Conference Final | Game 2: Sherwin Solves Hawks

Delta captain Alec Scouras (14) reacts in the foreground as Whaler Zac Sherwin (16) celebrates his empty-netter Mar. 7. | Photo courtesy of Alistair Burns, White Rock Whalers.

Whalers lead series 2-0

LADNER LEISURE CENTRE – A few months ago, talented winger Zac Sherwin left the Whalers for the Jr. ‘A’ Langley Rivermen. A crucial question arose: who would step up to score?

Now – since he’s returned to the Pod – the ironic answer is Zac Sherwin himself.
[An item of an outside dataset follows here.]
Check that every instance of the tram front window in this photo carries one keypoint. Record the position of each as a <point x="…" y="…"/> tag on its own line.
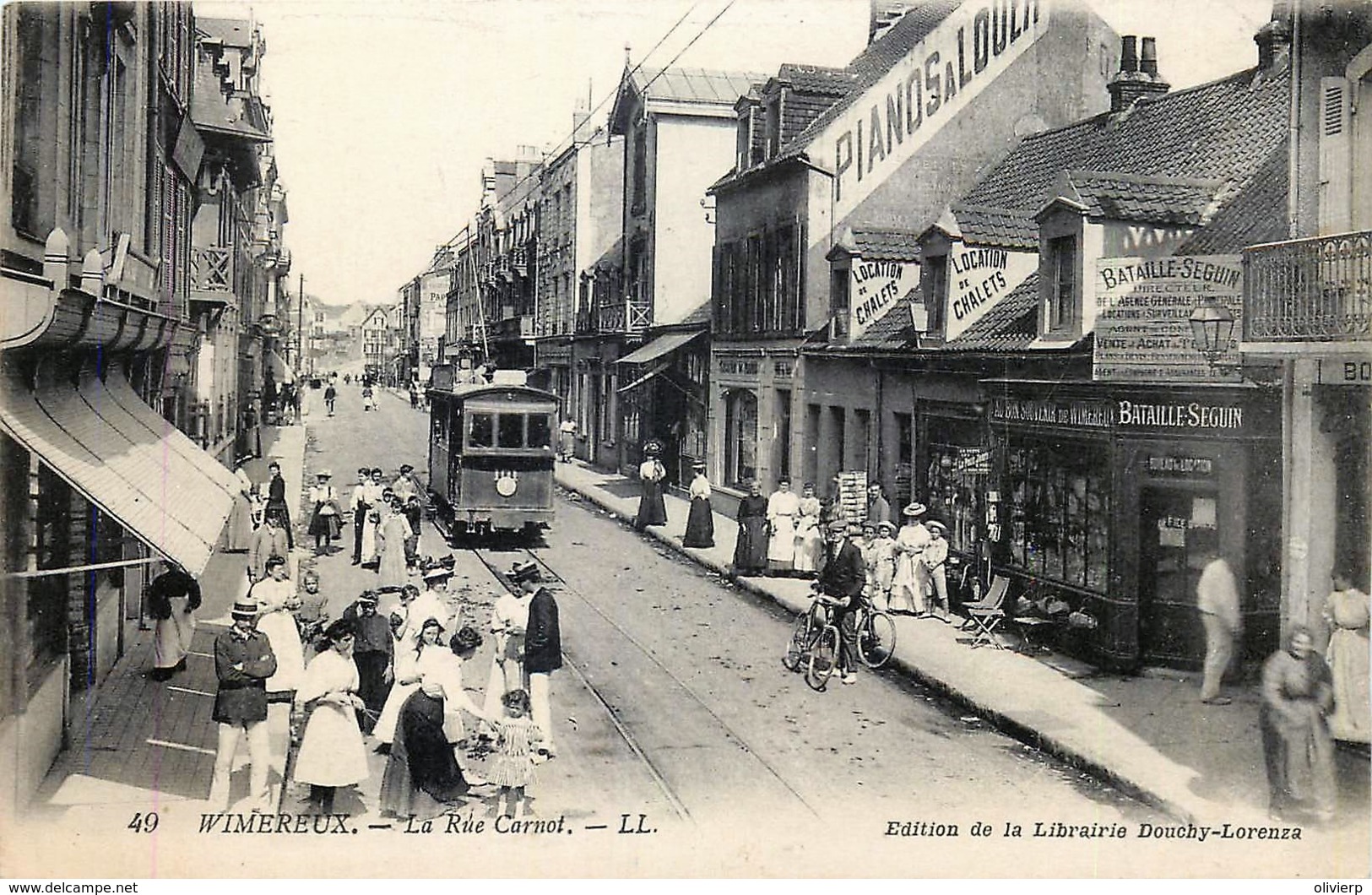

The veteran Whaler lit the lamp twice and added an assist to guide White Rock to a 4-2 victory in game two of the Shaw Conference Final Mar. 7.

“I don’t think there’s a harder-working guy on the ice for either team,” White Rock head coach Jason Rogers said. Zac’s “going every night, every minute, every shift.”
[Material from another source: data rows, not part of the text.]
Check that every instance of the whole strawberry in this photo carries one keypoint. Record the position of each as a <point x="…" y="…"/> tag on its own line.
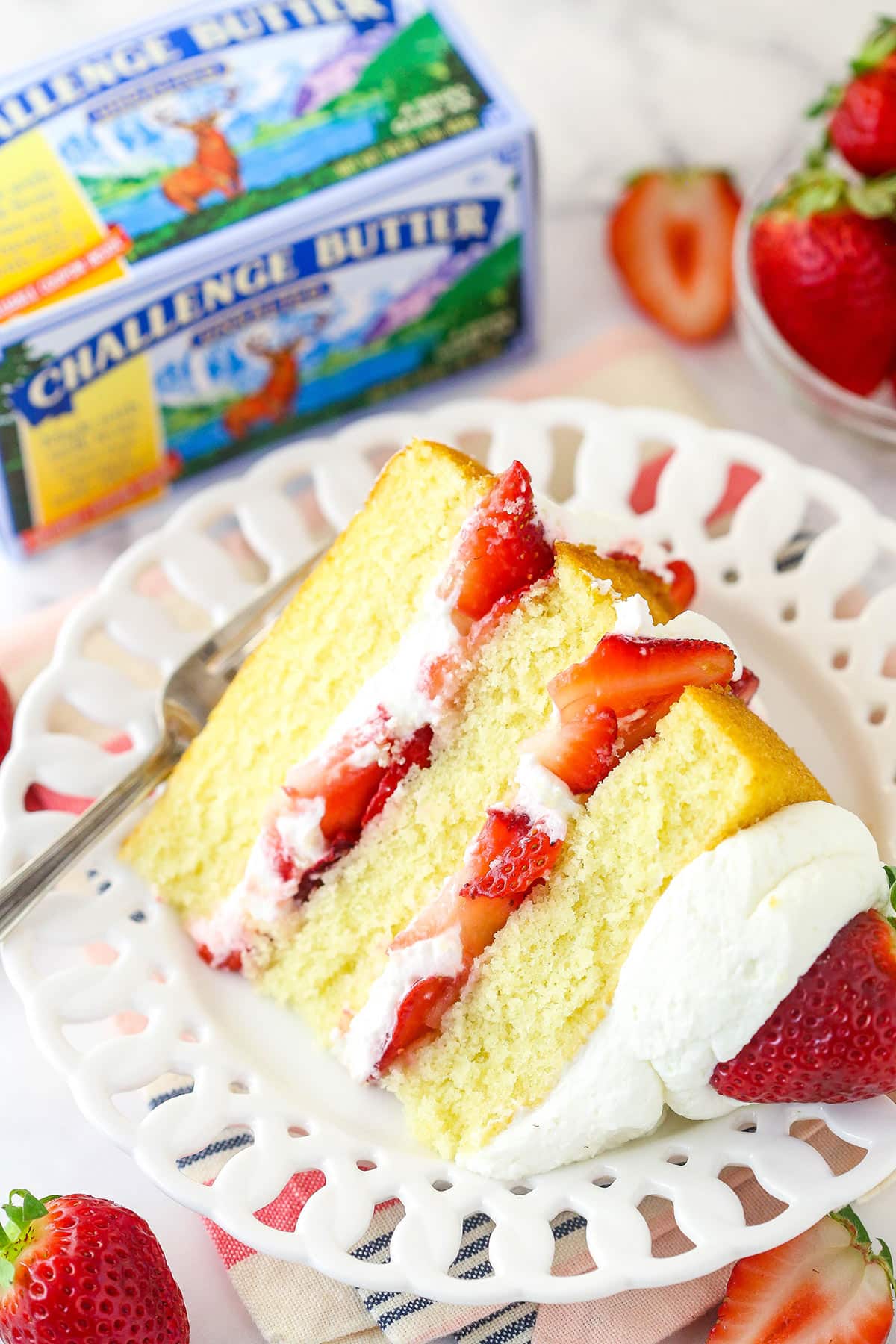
<point x="862" y="125"/>
<point x="84" y="1270"/>
<point x="671" y="237"/>
<point x="824" y="261"/>
<point x="833" y="1038"/>
<point x="825" y="1287"/>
The Whalers now lead the Delta Ice Hawks 2-0 in the best-of-seven series.

Dream start

Off the opening face-off, Sherwin won a race to a loose puck down the left wing and drew a Delta defenceman to him. The winger then fired a precise tape-to-tape pass to hustling teammate Chris Fortems.

Chaos ensues in the White Rock crease while Whaler goalie Keegan Maddocks tracks the puck in the first period Mar. 7. He faced 50 shots for his fifth play-off win this spring. | Photo courtesy of Alistair Burns, White Rock Whalers.

Fortems showed grace under pressure and picked the top corner past Delta goalie Braedy Euerby. It was White Rock’s first shot of the game.

The Whalers consistently frustrated the Ice Hawk forwards from employing their vaunted three-man forecheck. Instead, the White Rock defensive corps kept calm and either pivoted to skate with the puck out of their own end when there was open ice, or made short passes.

‘Monster save’ Maddocks

In the second period, Ice Hawk Dominic Passalacqua-Main put home a rebound past Whaler goalie Keegan Maddocks to tie the game. But Maddocks faced a total of 50 Delta shots and picked up his fifth playoff victory for the Pod.

“Keegan was the player of the game for us,” Rogers said. When the Ice Hawks strung together a few successful shifts, “he battened down the hatches” and came cross-crease to make a “monster save.”

 

Delta goalie Braedy Euerby uses his blocker for a save while Whaler Ewan Rennie reacts to the rebound. | Photo courtesy of Alistair Burns, White Rock Whalers.

No school like the old school

Halfway through the middle frame, Whaler Sam Dowell performed an increasingly rare play at the side boards. He upended an Ice Hawk with an old school hip check.

The Whalers pressed hard in the final 20 minutes. Fortems returned the favour to Sherwin for the for a rebound goal only 44 seconds into the third and a 2-1 lead.

Six minutes later, as White Rock was shorthanded, alternate captain Matt Burry exploited a peculiar weakness for the Ice Hawks on the man advantage: their defenceman oddly stop skating for loose pucks near centre ice.

Similar to Travis Smythe’s shorthanded goal in the first game of the series, Burry picked up the puck and deked past both Delta defenders.

Whaler Matt Burry coolly goes to his backhand and scores Mar. 7. It was the second game in a row that White Rock has lit the lamp while shorthanded. | Photo courtesy of Alistair Burns, White Rock Whalers.

His backhand shot slipped through Euerby’s five-hole for the game-winner.

“It’s huge,” Rogers said. “It’s always a positive when you can get a shorthanded goal.”

New hardest-working man in show business

In the last minute, with Euerby on the bench for a Delta extra attacker, Sherwin buried an empty-netter and leaped for joy into the side boards.

Up in Jr. ‘A’, Sherwin learned to “work hard for every opportunity.” When he came back to White Rock, “all the boys were back together. We took one shift at a time.”